The intelligence is believed to have come from a raid by US Navy Seals in Yemen in January, which targeted al-Qaeda in the Arabian Peninsular (AQAP). It resulted in the death of a soldier, but yielded “important intelligence”, according to President Donald Trump.
Reports at the time said AQAP’s bomb-maker Ibrahim al-Asiri was trying to build compact bombs containing only trace amounts of metal that can be smuggled onto planes.
US security analysts are also said to have picked up increased “chatter” in recent weeks from militants saying they want to hide explosives in computers.
Last year the insurgent group al-Shabaab smuggled an explosive-filled laptop on a flight out of Mogadishu, Somalia, blowing a hole in the side of a plane.
The ban, which has been under consideration for weeks, represents the most significant restriction on air travel since the Government banned passengers from carrying liquids of more than 100ml in their carry-on baggage in 2006.
Theresa May’s official spokesman admitted that the restrictions will cause “disruption”, but said that they are necessary for the safety of passengers.
The spokesman said: “Safety of the travelling public is our highest priority.
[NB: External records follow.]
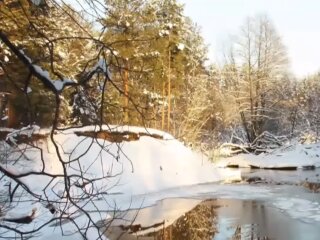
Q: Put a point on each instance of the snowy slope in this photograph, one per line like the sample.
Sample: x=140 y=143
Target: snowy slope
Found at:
x=299 y=155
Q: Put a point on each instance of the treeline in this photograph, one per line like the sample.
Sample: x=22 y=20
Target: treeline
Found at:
x=158 y=78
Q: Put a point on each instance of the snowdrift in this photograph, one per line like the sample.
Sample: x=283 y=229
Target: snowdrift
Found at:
x=287 y=157
x=124 y=161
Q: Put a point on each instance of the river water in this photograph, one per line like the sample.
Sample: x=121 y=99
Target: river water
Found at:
x=279 y=208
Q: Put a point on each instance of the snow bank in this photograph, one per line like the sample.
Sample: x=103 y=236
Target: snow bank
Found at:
x=299 y=156
x=124 y=169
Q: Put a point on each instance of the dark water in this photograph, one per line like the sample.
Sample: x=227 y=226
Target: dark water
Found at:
x=245 y=211
x=216 y=219
x=256 y=220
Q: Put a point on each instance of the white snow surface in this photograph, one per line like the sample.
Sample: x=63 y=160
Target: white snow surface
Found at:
x=127 y=169
x=298 y=155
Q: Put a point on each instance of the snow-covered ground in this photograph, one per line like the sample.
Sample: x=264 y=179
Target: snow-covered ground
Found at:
x=298 y=155
x=122 y=170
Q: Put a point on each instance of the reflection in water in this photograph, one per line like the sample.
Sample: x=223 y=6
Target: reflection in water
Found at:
x=199 y=223
x=219 y=219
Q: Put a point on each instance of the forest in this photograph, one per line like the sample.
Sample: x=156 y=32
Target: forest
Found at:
x=158 y=78
x=101 y=102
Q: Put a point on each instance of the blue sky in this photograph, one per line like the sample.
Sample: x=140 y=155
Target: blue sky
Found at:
x=297 y=22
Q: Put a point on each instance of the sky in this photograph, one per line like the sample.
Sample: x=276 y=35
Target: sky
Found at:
x=296 y=21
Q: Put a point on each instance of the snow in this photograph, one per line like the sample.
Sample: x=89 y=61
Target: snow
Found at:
x=298 y=155
x=180 y=46
x=127 y=169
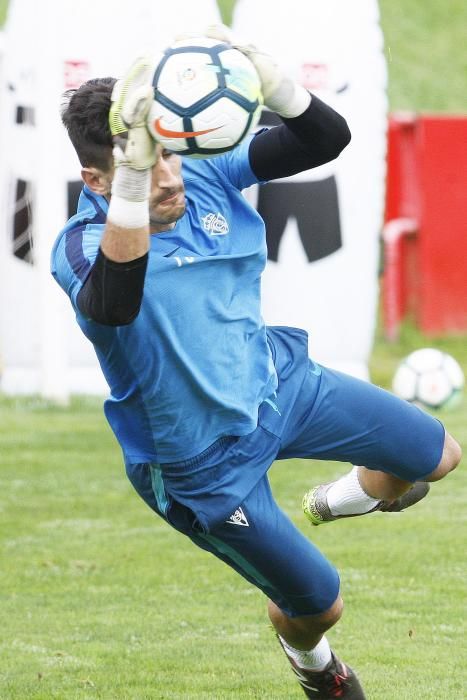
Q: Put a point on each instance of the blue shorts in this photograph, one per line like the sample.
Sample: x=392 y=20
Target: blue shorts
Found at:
x=221 y=499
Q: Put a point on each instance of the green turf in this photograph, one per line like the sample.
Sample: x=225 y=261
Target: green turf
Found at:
x=100 y=599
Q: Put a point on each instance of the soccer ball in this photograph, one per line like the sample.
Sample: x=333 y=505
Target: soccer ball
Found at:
x=429 y=377
x=207 y=97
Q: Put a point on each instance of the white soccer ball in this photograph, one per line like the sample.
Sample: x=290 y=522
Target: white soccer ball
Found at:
x=429 y=377
x=207 y=97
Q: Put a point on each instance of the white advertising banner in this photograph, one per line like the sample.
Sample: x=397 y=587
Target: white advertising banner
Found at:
x=323 y=225
x=50 y=46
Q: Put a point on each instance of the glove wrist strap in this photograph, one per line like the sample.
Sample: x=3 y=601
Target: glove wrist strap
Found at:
x=130 y=184
x=127 y=214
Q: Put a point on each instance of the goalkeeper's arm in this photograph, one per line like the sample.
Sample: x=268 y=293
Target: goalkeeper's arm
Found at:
x=313 y=138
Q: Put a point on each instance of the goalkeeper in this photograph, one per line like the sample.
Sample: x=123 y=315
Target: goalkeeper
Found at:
x=203 y=396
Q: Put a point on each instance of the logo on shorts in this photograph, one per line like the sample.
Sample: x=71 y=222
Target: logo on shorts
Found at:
x=238 y=518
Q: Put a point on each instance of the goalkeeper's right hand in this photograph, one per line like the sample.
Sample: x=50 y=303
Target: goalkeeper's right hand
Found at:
x=131 y=101
x=134 y=149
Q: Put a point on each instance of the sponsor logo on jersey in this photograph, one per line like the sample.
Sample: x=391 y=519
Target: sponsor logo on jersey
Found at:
x=238 y=518
x=215 y=224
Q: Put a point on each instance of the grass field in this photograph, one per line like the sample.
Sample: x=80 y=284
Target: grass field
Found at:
x=100 y=599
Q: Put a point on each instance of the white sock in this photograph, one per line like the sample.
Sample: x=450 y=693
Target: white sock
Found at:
x=313 y=660
x=346 y=496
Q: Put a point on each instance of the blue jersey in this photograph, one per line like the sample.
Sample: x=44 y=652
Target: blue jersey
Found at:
x=195 y=364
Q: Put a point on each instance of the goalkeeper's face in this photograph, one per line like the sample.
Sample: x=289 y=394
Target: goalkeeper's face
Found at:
x=167 y=198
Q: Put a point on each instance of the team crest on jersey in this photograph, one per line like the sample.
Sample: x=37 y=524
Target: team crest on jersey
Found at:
x=215 y=224
x=238 y=518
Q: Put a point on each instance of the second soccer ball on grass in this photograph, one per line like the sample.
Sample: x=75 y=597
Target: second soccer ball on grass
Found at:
x=429 y=377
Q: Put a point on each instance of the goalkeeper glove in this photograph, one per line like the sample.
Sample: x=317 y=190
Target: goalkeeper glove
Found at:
x=134 y=149
x=280 y=93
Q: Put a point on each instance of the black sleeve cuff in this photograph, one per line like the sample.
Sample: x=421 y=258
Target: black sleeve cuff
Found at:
x=113 y=291
x=315 y=137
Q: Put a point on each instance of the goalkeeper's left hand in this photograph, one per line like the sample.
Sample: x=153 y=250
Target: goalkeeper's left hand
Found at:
x=131 y=101
x=280 y=93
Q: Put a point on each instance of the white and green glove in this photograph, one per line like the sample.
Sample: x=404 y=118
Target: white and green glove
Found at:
x=280 y=93
x=134 y=150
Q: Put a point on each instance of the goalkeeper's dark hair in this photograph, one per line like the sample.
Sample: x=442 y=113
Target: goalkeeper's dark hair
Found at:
x=85 y=114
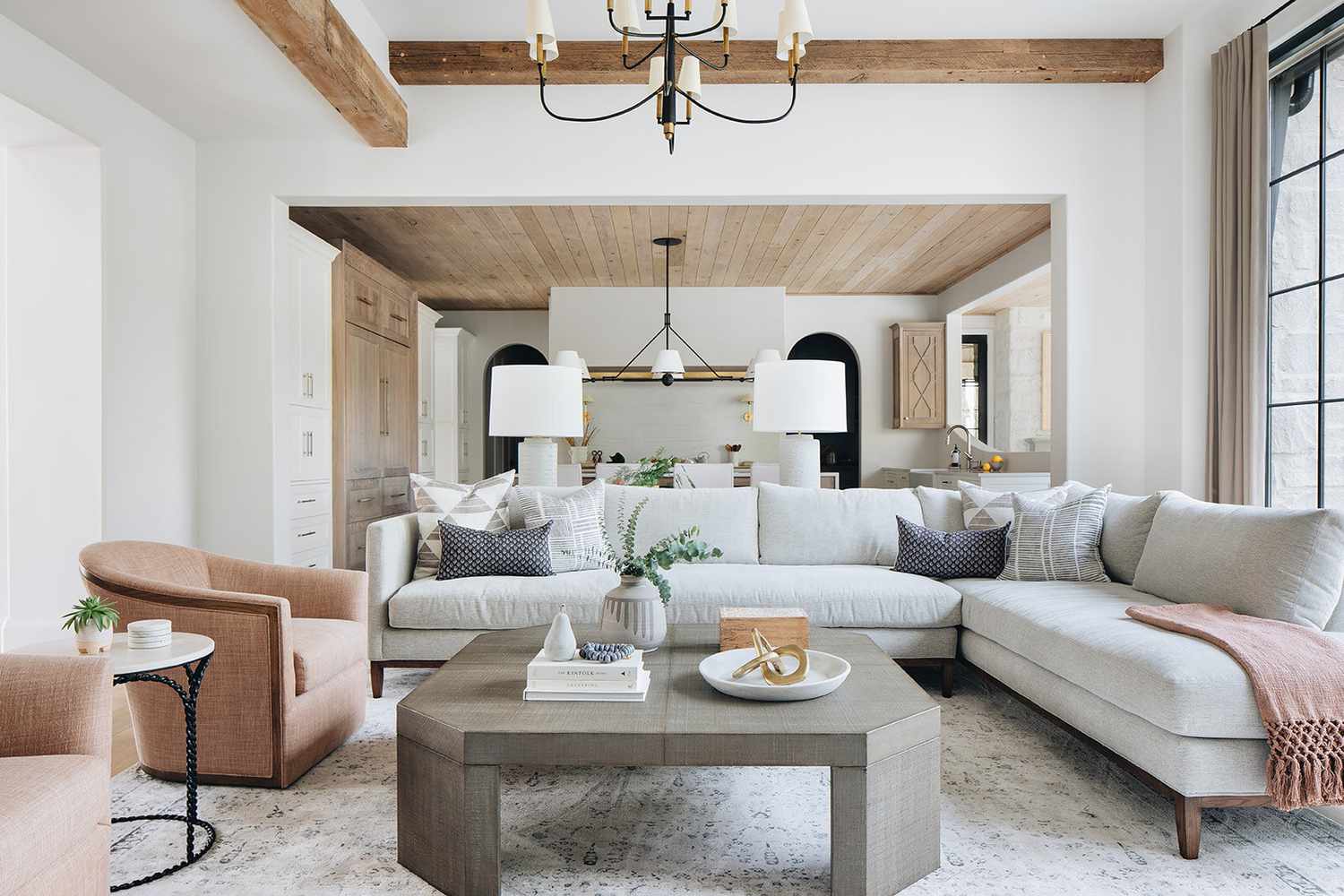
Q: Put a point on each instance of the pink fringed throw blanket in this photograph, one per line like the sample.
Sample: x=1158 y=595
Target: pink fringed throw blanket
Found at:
x=1297 y=675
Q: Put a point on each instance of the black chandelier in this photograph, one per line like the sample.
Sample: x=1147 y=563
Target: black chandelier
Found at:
x=666 y=82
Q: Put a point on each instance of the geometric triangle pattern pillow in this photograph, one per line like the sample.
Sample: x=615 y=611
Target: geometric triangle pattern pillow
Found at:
x=986 y=509
x=478 y=506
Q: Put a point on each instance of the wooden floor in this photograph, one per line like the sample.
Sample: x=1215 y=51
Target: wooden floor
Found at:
x=123 y=737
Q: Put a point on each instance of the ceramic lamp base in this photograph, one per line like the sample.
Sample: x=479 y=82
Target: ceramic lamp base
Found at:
x=800 y=461
x=537 y=462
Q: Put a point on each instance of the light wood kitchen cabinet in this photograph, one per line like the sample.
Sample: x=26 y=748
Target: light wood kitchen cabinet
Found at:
x=375 y=392
x=919 y=379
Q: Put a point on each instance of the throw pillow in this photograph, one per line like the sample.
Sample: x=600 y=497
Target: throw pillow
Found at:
x=473 y=552
x=1056 y=543
x=986 y=509
x=951 y=555
x=473 y=506
x=575 y=520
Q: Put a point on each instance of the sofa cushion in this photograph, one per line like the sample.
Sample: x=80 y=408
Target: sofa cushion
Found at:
x=941 y=508
x=832 y=595
x=499 y=602
x=817 y=527
x=48 y=806
x=728 y=517
x=1269 y=563
x=324 y=649
x=1080 y=632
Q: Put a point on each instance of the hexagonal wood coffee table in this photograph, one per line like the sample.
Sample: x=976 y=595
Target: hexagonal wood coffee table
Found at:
x=879 y=734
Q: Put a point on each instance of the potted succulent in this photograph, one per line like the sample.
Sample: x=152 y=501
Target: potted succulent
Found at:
x=636 y=610
x=93 y=621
That is why we keep aviation security under constant review and put in place measures that are necessary, effective and proportionate.
“Over the last few weeks, the PM has chaired a number of meetings on aviation security, most recently this morning, where it was agreed new measures will be introduced.”
Insurers warned that laptops and tablets are not typically covered by policies for loss, damage or theft if they are placed in the hold.
Industry experts said that an estimated 2.4million people fly from the six nations to the UK every year, many of them holidaymakers.
Airlines will be given a few days to adjust to the new regulations, and those which refuse to do so will be barred from flying to the UK.
It will also affect those flying with foreign carriers including Turkish Airlines, Pegasus Airways, Atlas-Global, Egyptair, Tunisair, Royal Jordanian, Saudi and Middle East airlines.
Anyone who flies on an aircraft which starts its journey outside the six countries but which stops in one of those countries en route to Britain will have to stow their devices in the hold from the start of the first leg of their flight.
The US restrictions are wider and also apply to those flying from the United Arab Emirates, Qatar, Kuwait and Morocco.
Mrs May’s official spokesman added: “’The additional security measures may cause some disruption for passengers and flights, and we understand the frustration that will cause, but our top priority will always be to maintain the safety of British nationals.”
He said: “We understand the frustration that these measures may cause and we are working with the aviation industry to minimise any impact.
“Our top priority will always be to maintain the safety of British nationals.
“These new measures apply to flights into the UK and we are not currently advising against flying to and from those countries.”
He added: “We remain open for business. People should continue to fly and comply with security procedures.”
The ban explicitly refers only to direct flights to Britain, leaving a potential loophole for people who fly via other European hubs. Government sources suggested that other European nations are likely to follow the UK’s example.
The US Department for Homeland Security said the procedures would “remain in place until the threat changes”, and did not rule out extending them.
John Strickland, an air industry consultant, said that while the ban will cause “headaches for airlines and customers” but said carriers have “no choice but to put security first” when official advice is given.
Asked why the US ban extended to more countries than the UK ban, a Downing Street spokesman said: “We have spoken closely [with the US authorities] but have each taken our own decision.”
Extending the restriction to the UAE would, however, have caused significantly more disruption for British passengers because Dubai – which is considered to have high security standards – is one of the world’s biggest hub airports and is hugely popular with British tourists.